Log snippet with a fenced payload

A job log says Here is the payload, then includes a fenced block containing orderId: 'A1001', items: ['sku-1',], and active: True. With Repair profile set to LLM or log paste and Input envelope set to Auto detect wrappers, the ledger should show fence or block extraction, quote repair, trailing comma removal, literal normalization, and a final valid parse. Structure Audit should report root type object.

Commented configuration example

A configuration sample contains // local override and a trailing comma before the closing brace. Choose JSONC config cleanup. The repaired output removes the comment and trailing comma, then emits strict JSON. Check Repair Ledger so reviewers know that notes from the source were not part of the final data.
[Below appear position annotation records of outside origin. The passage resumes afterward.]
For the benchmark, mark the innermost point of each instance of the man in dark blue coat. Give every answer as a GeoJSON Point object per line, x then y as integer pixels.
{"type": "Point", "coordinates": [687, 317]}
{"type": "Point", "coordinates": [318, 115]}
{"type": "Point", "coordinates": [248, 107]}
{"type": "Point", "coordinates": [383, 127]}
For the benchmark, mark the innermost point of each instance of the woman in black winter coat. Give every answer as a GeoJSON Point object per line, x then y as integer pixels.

Truncated response from a model answer

A pasted array starts with [{"sku":"A1"},{"sku":"B2" and stops before the final brackets. LLM or log paste can append missing closing characters when Complete missing closers is on, but Repair Ledger will show that closers were added. Treat that as a prompt to compare against the original response because omitted items cannot be recovered.

Large numeric identifier

A payload such as {"invoice_id":9007199254740993} may parse and show Strict JSON valid, while Structure Audit reports a Precision risk. Use {"invoice_id":"9007199254740993"} when the value is an identifier rather than a number meant for arithmetic.

FAQ:

Does repaired JSON mean the original data was correct?

No. It means the selected repair steps produced text that could be parsed as strict JSON. Check Repair Ledger, warnings, and the receiving system's schema or business rules before using the result.
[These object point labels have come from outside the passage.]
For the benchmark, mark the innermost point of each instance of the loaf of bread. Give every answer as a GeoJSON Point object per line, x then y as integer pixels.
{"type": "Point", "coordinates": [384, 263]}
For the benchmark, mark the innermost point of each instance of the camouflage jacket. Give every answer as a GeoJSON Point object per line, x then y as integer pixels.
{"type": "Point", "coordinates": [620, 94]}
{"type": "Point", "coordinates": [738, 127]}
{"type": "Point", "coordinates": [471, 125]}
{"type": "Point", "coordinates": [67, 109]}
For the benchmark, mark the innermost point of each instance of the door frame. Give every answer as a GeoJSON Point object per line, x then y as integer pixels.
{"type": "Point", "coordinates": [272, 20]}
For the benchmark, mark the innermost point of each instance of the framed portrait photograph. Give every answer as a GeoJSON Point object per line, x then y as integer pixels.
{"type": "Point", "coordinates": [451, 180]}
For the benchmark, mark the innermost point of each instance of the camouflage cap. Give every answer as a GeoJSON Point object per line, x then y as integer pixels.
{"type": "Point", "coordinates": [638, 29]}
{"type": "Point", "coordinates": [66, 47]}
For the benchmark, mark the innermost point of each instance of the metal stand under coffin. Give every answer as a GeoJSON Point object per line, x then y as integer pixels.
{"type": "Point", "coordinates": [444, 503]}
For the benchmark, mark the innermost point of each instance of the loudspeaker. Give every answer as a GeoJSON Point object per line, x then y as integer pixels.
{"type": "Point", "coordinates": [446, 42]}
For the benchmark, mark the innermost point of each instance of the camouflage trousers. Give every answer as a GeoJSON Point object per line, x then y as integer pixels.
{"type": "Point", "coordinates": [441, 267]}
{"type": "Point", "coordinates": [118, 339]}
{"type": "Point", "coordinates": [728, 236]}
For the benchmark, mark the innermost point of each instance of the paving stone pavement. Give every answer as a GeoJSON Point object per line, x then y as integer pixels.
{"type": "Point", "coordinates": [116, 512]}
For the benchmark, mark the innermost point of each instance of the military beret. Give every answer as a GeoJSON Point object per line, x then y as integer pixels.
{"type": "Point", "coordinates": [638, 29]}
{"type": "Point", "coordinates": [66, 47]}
Can it repair JSONC or JSON5 files?

It can clean common JSONC and JavaScript-style paste issues such as comments, trailing commas, single-quoted strings, and unquoted object names. It should not be treated as a complete JSON5 parser because not every JSON5 number or string form is repaired.

Why did the page convert NaN or undefined to null?

Strict JSON has no NaN, Infinity, undefined, or Python-style None. The repair pass normalizes those loose literal names to null, so review the field before handoff.

Why am I still seeing a parse error?

The remaining text still violates strict JSON after the allowed repair steps. Use the alert's line and column, try a more tolerant Repair profile only when appropriate, or turn off a repair toggle if the automatic edit is hiding the real problem.

Is canonical sorted output safe for signatures?

No. Canonical sorted JSON is a stable local key-sorted output for review and diffs. Signature schemes need their own canonicalization rules, especially for numbers, Unicode, and escaping.

Do selected files leave the browser during repair?

Selected JSON, JSONC, JSON5, and text files are read into the browser editor and repaired there after the page loads. Review links, clipboard data, and downloaded files separately because they can still expose sensitive values.

Glossary:

Strict JSON
A JSON text that follows the standard syntax for objects, arrays, strings, numbers, booleans, and null.
JSONC
A JSON-with-comments style used in configuration files, where comments help people but are not data values.
JSON5
A JSON-related syntax that allows some JavaScript-style conveniences not accepted by strict JSON.
Repair Ledger
The result table that records each repair stage, status, count, and detail note.
Structure Audit
The result table that summarizes the parsed root type, size, node counts, nesting depth, and precision risk.
Unsafe integer
A whole number outside the exact safe range used by common JavaScript number handling.